Configure título, autores, afiliações, data e resumo no cabeçalho do documento conforme a saída. Não misture metadados do relatório com autoria do software ou dos dados usados. Cite programas importantes com versão e identificador quando disponíveis; o guia sobre citação de software em trabalhos acadêmicos ajuda a distinguir ferramenta e publicação metodológica.

Para anexos, suplementos e múltiplos capítulos, use projeto Quarto com navegação e numeração consistentes. Confira se referências cruzadas sobrevivem a todos os formatos. Em PDF, inspecione paginação, tabelas largas e fontes; em HTML, teste links, texto alternativo, telas menores e contraste.

Teste a reprodução em uma cópia limpa

Não valide apenas apertando “renderizar” no ambiente usado por meses. Faça um teste independente:

  1. obtenha uma cópia nova do repositório ou pacote publicado;
  2. crie o ambiente a partir da especificação, sem objetos nem caches locais;
  3. disponibilize somente os dados autorizados e siga o README;
  4. execute o comando documentado e registre erros, avisos e duração;
  5. compare valores-chave, tabelas, figuras, citações e arquivos gerados;
  6. peça a outra pessoa para repetir o procedimento e explicar divergências.

Defina comparações antes do teste.

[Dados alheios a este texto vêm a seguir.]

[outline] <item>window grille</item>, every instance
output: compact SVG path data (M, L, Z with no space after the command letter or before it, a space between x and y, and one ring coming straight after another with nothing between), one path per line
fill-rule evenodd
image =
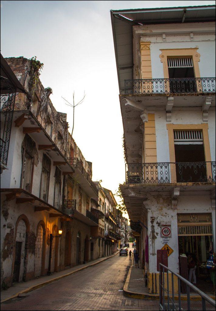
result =
M212 235L212 225L178 226L178 235Z
M168 68L184 68L192 67L192 58L168 58Z
M203 141L202 131L174 131L174 142Z

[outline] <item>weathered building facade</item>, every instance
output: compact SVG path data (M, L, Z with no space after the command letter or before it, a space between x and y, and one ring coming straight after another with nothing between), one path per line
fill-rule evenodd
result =
M66 115L54 107L51 89L40 81L43 64L35 58L5 59L5 77L17 90L10 135L1 136L1 288L97 258L101 216L91 211L98 208L92 164L68 132ZM4 83L1 133L12 96Z
M204 263L215 251L215 6L110 13L126 161L120 188L154 293L157 250L167 249L178 273L180 254Z

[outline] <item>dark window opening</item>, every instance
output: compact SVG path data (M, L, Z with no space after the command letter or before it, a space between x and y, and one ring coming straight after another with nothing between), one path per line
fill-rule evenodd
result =
M183 59L176 59L181 60ZM175 59L173 59L174 60ZM169 59L168 60L169 60ZM168 62L169 65L171 64ZM170 80L170 87L171 93L195 93L196 87L194 67L191 67L192 60L190 62L182 62L181 65L179 62L172 64L171 67L169 67L168 72ZM188 67L186 64L188 64ZM181 66L182 67L181 67ZM188 78L188 79L187 79Z
M177 183L207 181L203 145L175 145L175 151Z

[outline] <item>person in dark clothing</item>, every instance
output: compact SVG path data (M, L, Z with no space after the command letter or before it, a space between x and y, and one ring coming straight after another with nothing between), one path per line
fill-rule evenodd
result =
M137 267L137 267L139 267L139 254L137 252L134 255L134 259L135 260L135 265L136 265L136 267Z

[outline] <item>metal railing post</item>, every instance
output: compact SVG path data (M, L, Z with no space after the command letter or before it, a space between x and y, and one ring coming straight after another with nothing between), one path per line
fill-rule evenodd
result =
M170 296L169 290L169 275L168 270L167 270L167 305L168 309L170 309Z
M164 267L163 267L163 310L165 310L165 297L164 293Z
M187 285L187 309L189 311L190 310L190 288Z
M179 310L181 310L181 285L180 279L178 279L178 294Z
M174 297L174 280L173 273L172 273L172 309L174 310L175 307L175 304L174 304L175 298Z

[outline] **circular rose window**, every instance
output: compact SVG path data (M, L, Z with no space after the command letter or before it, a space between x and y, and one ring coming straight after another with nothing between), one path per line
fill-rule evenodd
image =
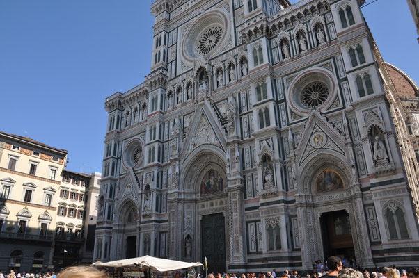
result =
M132 140L124 151L122 161L126 167L134 167L143 159L143 144L139 139Z
M303 89L301 103L306 107L315 108L320 106L329 97L329 88L322 82L313 82Z
M207 54L220 41L223 35L223 28L220 26L214 26L208 28L198 42L197 51L199 54Z
M138 163L142 155L143 147L141 147L141 145L140 145L139 146L137 146L132 152L132 156L131 157L131 159L132 160L134 164Z

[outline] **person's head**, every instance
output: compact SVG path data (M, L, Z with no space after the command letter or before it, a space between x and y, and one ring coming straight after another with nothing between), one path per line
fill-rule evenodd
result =
M409 278L419 278L419 268L412 268L407 270Z
M342 261L340 258L335 256L327 258L327 268L329 271L340 270L342 269Z
M329 263L329 259L327 259ZM338 278L363 278L363 274L354 268L345 268L339 272Z
M100 271L92 266L70 266L64 268L57 278L108 278L104 271ZM214 278L214 277L213 277Z

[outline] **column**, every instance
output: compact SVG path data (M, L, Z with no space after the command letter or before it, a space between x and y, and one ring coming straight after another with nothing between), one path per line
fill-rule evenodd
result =
M156 256L156 254L155 254L155 238L156 238L156 231L153 231L151 232L151 238L150 238L151 245L150 247L150 256Z
M140 234L140 245L139 247L140 248L140 256L144 256L144 234L143 233Z
M280 215L280 245L283 250L288 251L288 233L287 232L287 220L285 214Z

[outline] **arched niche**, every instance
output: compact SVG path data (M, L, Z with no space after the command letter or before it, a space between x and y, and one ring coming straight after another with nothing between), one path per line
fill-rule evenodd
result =
M298 191L315 195L346 190L352 183L351 172L348 163L340 158L319 154L304 166L298 183Z
M200 152L189 160L185 168L185 191L195 193L196 197L224 194L227 188L226 161L219 155L208 151Z

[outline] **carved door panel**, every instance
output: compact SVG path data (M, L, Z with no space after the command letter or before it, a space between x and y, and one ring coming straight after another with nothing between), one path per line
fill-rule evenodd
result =
M226 271L226 232L222 213L205 215L201 220L202 262L205 258L208 273Z

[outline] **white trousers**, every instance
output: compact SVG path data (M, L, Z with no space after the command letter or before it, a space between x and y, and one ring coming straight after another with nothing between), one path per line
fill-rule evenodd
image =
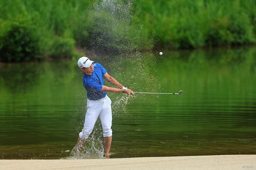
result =
M111 100L107 96L98 100L87 99L87 111L85 115L84 128L79 133L80 138L85 139L88 139L99 116L103 130L103 136L112 136L111 103Z

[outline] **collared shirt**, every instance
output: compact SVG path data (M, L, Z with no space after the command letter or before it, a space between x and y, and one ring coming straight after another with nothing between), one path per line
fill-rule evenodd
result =
M105 97L107 94L107 92L101 91L104 85L103 75L107 73L107 70L99 63L93 65L94 71L91 75L84 73L83 82L88 99L96 100Z

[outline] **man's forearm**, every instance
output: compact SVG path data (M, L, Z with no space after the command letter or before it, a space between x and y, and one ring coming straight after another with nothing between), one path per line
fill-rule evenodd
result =
M111 78L108 79L108 81L111 85L114 85L119 88L122 88L123 87L123 85L119 83L117 80L113 77L111 77Z
M112 93L125 93L125 91L124 91L123 89L119 89L115 88L111 88L105 85L102 86L102 91L105 91L107 92L112 92Z

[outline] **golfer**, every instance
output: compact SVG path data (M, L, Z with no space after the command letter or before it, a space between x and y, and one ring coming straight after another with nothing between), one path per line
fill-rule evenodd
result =
M109 158L112 138L112 117L111 102L107 96L107 92L134 94L131 90L125 88L109 75L102 65L97 63L93 64L93 62L85 57L80 58L78 62L79 68L84 72L83 82L87 92L87 99L84 128L79 133L77 142L81 139L88 139L99 116L103 130L105 154L107 158ZM103 77L118 88L105 85Z

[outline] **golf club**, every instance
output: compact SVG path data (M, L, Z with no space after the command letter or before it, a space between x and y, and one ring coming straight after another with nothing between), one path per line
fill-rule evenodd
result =
M178 93L147 93L147 92L136 92L134 91L134 94L180 94L183 92L180 91Z

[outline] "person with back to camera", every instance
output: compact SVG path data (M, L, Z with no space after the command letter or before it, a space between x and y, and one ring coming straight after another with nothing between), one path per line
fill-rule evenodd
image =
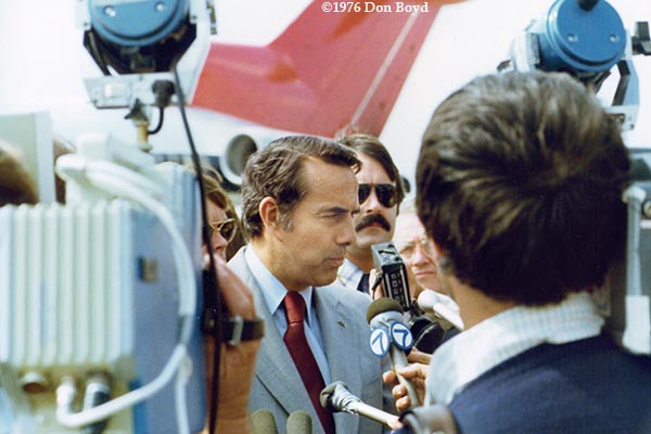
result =
M417 206L465 330L400 372L459 432L651 432L651 359L602 333L590 296L625 242L628 170L618 125L567 75L476 78L436 108Z

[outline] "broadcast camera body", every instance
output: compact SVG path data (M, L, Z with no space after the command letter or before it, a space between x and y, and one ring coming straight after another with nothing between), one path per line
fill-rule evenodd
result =
M0 208L2 433L205 425L196 179L144 151L149 106L162 116L192 92L201 62L176 66L210 12L212 0L78 2L104 74L87 80L91 101L131 108L139 140L84 137L56 163L66 205Z
M498 69L565 72L599 92L616 66L620 80L605 108L625 131L635 128L639 108L635 54L651 54L648 23L637 23L628 37L618 13L605 0L557 0L513 40L511 59ZM623 196L628 214L626 252L605 285L595 292L615 340L633 353L647 355L651 355L649 158L648 152L633 153L635 171L642 175Z

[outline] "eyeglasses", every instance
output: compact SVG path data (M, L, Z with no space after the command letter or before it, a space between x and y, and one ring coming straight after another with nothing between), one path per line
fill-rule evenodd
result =
M210 238L215 235L215 232L219 232L227 243L233 241L233 238L235 238L235 233L238 232L238 225L234 218L215 221L208 224L208 226L210 227Z
M369 199L373 187L375 188L375 197L378 197L382 206L391 208L398 203L398 190L396 186L392 183L360 183L359 190L357 190L360 205Z
M398 253L403 256L403 259L409 260L416 254L416 250L420 248L421 253L429 257L434 257L434 245L429 238L420 238L417 242L405 243L398 246Z

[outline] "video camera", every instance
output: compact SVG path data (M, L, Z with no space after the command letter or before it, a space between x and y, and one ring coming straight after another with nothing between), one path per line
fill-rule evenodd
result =
M145 152L144 108L183 107L193 72L176 66L212 1L77 4L103 73L91 101L132 108L144 133L80 138L56 162L65 205L0 208L0 432L199 432L202 196L193 174Z
M511 46L511 58L498 71L565 72L599 92L616 66L620 80L605 110L635 128L639 78L633 55L651 54L649 23L638 22L628 36L622 18L605 0L556 0L531 22ZM633 184L622 200L627 206L626 252L595 291L607 330L633 353L651 355L651 154L631 150Z

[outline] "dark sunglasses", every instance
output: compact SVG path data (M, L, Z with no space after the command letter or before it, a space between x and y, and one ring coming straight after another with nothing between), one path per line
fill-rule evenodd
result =
M375 188L375 197L378 197L378 201L380 201L382 206L391 208L398 203L398 191L396 190L396 186L391 183L360 183L359 190L357 191L360 205L369 199L372 188Z
M238 232L238 225L234 218L215 221L213 224L208 224L208 226L210 227L210 238L215 235L215 232L219 232L227 243L233 241L233 238L235 238L235 233Z

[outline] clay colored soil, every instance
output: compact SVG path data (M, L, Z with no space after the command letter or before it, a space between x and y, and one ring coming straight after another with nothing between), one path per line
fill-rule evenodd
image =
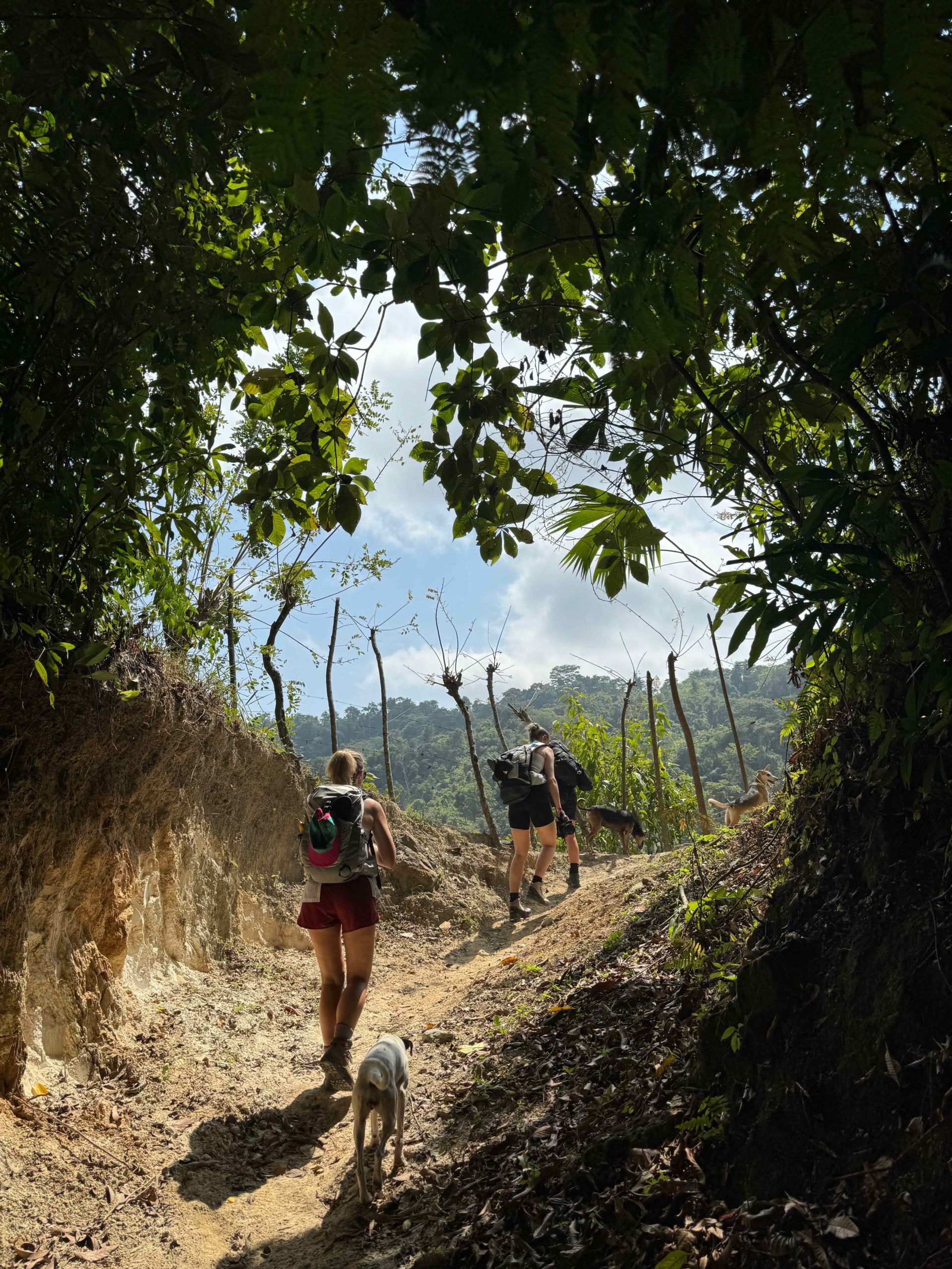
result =
M90 1079L63 1065L36 1095L0 1103L0 1263L411 1264L428 1250L413 1216L420 1178L480 1140L477 1121L449 1138L444 1126L479 1046L518 1028L527 1001L674 858L592 857L578 892L559 859L551 906L518 926L461 935L391 910L354 1051L393 1030L415 1053L405 1169L372 1208L357 1200L349 1094L321 1091L312 956L236 939L206 971L173 966Z

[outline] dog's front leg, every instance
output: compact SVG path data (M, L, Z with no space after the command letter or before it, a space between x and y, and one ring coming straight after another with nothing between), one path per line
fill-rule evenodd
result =
M377 1154L373 1159L373 1188L377 1190L383 1189L383 1154L387 1148L387 1142L393 1134L393 1107L388 1105L383 1108L382 1121L383 1126L381 1128L380 1145L377 1146Z
M393 1166L391 1176L396 1176L404 1166L404 1112L406 1109L406 1089L397 1089L397 1129L393 1137Z
M354 1151L357 1157L357 1193L362 1203L369 1203L371 1195L367 1190L367 1178L363 1174L363 1140L367 1128L367 1110L363 1105L354 1108Z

Arquivos PDF podem variar em metadados ou renderização sem alterar conteúdo; modelos numéricos podem apresentar diferenças mínimas entre plataformas. Compare estatísticas, dimensões, hashes quando apropriado e resultados científicos relevantes. Se a diferença muda interpretação, investigue antes da publicação.

Guarde um registro da versão reprodutível: commit, tag, release, DOI, versões do Quarto e da linguagem, arquivo de dependências e data do teste. Se o relatório for atualizado, execute novamente e documente o que mudou. Não afirme que uma versão antiga foi reproduzida quando apenas a atual passou pelo teste.

Publique fontes e limites de forma transparente

Distribua o .qmd, configuração, bibliografia, scripts e instruções junto ao produto final quando políticas e licenças permitirem. Arquive uma release em repositório adequado e forneça identificador persistente. Se dados ou componentes não podem ser abertos, publique a descrição da restrição e o procedimento legítimo de acesso.

Revise o pacote do ponto de vista de uma pessoa externa. Ela consegue identificar a entrada, construir o ambiente, executar o comando e relacionar o resultado ao relatório? Consegue saber quais partes não estão disponíveis e por quê? Transparência sobre limite é mais rigorosa que prometer reprodução universal sem fornecer condições.

Um relatório Quarto bem construído reduz cópias manuais e mantém análise e comunicação próximas. O ganho real, porém, vem do conjunto: arquivos organizados, ambiente especificado, dados tratados com responsabilidade, execução limpa, inspeção das saídas e versão preservada. Quando o documento pode ser reconstruído e suas limitações estão explícitas, a reprodutibilidade deixa de ser aparência e passa a ser uma propriedade testada do projeto.